Warlord versus Phoenix

May 10, 2010

About nine months ago, I caused some minor controversy among Vince Colletta fans with my review of The Essential Thor Vol. 4, where I repeated the old charge that Colletta was overly fond of erasing pencil detail that he didn’t feel like inking. To which controversy my response was, naturally: there are Vince Colletta fans? As I suggested in the original post, even if Colletta had never erased anything, his thin, feathery line was all wrong for Kirby’s work on Thor.

But I was recently reading DC Showcase Presents The Warlord, featuring Mike Grell’s titular pulp hero. Warlord was a lost world fantasy about an undiscovered land inside the hollow earth, where dinosaurs roam amongst semi-barbaric human tribes and the ruins of a long-lost and technologically-advanced civilization. So: hardly Proust, but competent enough as a genre entertainment. Thanks to Grell’s layouts, the action is usually easy enough to follow (with a few exceptions), and I’ll be damned if the stories don’t positively zip along.

Anyway, for the first chunk of stories in the volume, Grell is credited as sole artist (as well as writer), but eventually he is joined by Colletta on inks. And blow me down, the inks actually mesh with Grell’s pencils. Maybe Colletta wasn’t so bad after all, at least not when paired with a suitable artist. And judging from the work in DCSPtW, Grell’s cut-rate Neal Adams pencils were well suited to Colletta.

That said, Warlord is far from the best of its genre. For mine, that honour goes to Mark Schultz’ late, lamented Xenozoic Tales aka Cadillacs and Dinosaurs, which likewise mixed modern- and future-tech with pulpy adventure amongst the dinosaurs and barbarians. That series is long-since defunct and unlikely ever to be finished up; owing no doubt to the long time it takes Schulz to draw, he now makes his living primarily as a writer. Shame that, as Schulz’ lush artwork  (heavily influenced by Wally Wood and Alex Raymond) and exotic locales are sorely missed.

***

Lest you think I’ve been solely rotting my mind on mediocre reprints from the 70s, I’ve also been re-reading Osamu Tezuka’s Phoenix for the first time since they came out. (And is it really already seven years since Viz published the first English volume?). Tezuka evidently considered Phoenix his masterwork, and it’s hard to dispute the man’s own judgement.  Among those of Tezuka’s works thus far translated into English, it’s matched in seriousness of intent perhaps only by Buddha and (my personal favourite) Ode to Kirihito. And in sheer scope it surpasses both of those, sweeping as it does across thousands of years, from Earth to far-flung galaxies.

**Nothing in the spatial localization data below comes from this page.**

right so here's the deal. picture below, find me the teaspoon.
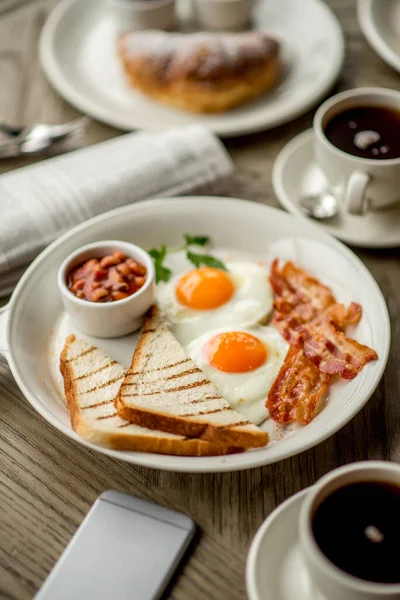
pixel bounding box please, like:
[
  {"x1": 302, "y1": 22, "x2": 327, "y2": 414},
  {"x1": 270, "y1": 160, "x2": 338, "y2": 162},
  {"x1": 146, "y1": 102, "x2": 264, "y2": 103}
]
[{"x1": 299, "y1": 190, "x2": 338, "y2": 220}]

How disappointing, then, that when Tezuka gets around, in Volume 2, to sharing the grand philosophy behind the series, that it turns out to be the lamest, most sophomoric philosophy imaginable.  See, the microcosm is just like the macrocosm: elemental particles contain miniature suns and orbiting planets, eachteeming with their own life.  And the macrocosm, well that’s just like the mesocosm: “the whole universe is only a single cell in a living creature”. Sheesh. I haven’t seen this much one-too-many-bong-hits “philosophy” since I Heart Huckabees (which, admittedly, I liked regardless).

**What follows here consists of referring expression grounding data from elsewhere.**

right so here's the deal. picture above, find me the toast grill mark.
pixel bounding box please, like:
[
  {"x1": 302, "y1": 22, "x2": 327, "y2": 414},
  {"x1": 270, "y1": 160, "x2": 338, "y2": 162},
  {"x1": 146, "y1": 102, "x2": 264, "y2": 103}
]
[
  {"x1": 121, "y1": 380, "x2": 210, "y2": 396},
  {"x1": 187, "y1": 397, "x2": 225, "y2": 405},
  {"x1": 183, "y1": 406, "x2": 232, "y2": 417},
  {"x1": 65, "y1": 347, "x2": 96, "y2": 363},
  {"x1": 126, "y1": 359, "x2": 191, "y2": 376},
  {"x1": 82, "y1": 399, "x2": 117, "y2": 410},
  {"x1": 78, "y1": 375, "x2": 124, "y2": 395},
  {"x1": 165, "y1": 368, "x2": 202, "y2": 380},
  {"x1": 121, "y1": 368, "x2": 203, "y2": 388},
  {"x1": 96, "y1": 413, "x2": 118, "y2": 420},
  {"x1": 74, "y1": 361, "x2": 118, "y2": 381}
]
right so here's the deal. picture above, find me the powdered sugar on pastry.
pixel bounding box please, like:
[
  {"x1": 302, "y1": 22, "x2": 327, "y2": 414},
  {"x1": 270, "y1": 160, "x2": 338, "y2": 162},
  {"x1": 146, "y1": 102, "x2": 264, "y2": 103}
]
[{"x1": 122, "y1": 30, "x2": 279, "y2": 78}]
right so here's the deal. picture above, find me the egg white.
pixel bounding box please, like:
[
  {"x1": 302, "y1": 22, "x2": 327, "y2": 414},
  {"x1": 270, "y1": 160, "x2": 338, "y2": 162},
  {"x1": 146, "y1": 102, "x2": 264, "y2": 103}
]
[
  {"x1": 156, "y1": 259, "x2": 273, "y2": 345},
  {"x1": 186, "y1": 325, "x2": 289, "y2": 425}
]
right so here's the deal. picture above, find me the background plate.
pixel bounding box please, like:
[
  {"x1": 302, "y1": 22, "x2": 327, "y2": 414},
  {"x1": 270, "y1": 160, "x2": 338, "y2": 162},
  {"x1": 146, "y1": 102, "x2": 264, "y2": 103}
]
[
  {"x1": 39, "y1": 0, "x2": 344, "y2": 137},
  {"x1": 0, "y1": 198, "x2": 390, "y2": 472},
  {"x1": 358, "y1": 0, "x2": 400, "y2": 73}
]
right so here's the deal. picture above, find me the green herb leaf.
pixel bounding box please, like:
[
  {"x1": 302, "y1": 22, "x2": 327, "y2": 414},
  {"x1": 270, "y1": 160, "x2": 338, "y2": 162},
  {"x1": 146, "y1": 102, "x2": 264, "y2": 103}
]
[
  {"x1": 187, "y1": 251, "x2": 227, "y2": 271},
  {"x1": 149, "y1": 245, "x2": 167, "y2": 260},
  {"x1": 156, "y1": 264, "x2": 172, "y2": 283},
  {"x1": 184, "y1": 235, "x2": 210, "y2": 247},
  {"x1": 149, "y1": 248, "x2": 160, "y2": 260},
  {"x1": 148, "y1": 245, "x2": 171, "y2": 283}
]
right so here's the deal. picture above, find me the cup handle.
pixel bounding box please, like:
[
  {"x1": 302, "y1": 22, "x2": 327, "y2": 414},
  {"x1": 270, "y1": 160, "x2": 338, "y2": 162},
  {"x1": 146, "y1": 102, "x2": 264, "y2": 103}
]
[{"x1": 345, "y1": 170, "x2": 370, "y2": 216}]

Ah well. Even Homer nods. And this misstep aside, Phoenix is excellent. Reading the volumes in quick succession, one after another, only brings home the cleverness of Tezuka’s bold structure, as characters and various sci-fi conceits recur across volumes, as distant memory, or transformed, or reincarnated. Fittingly, the only constant is that symbol of immortal life herself, the Phoenix. Phoenix gets the highest possible recommendation from, its minor flaws notwithstanding.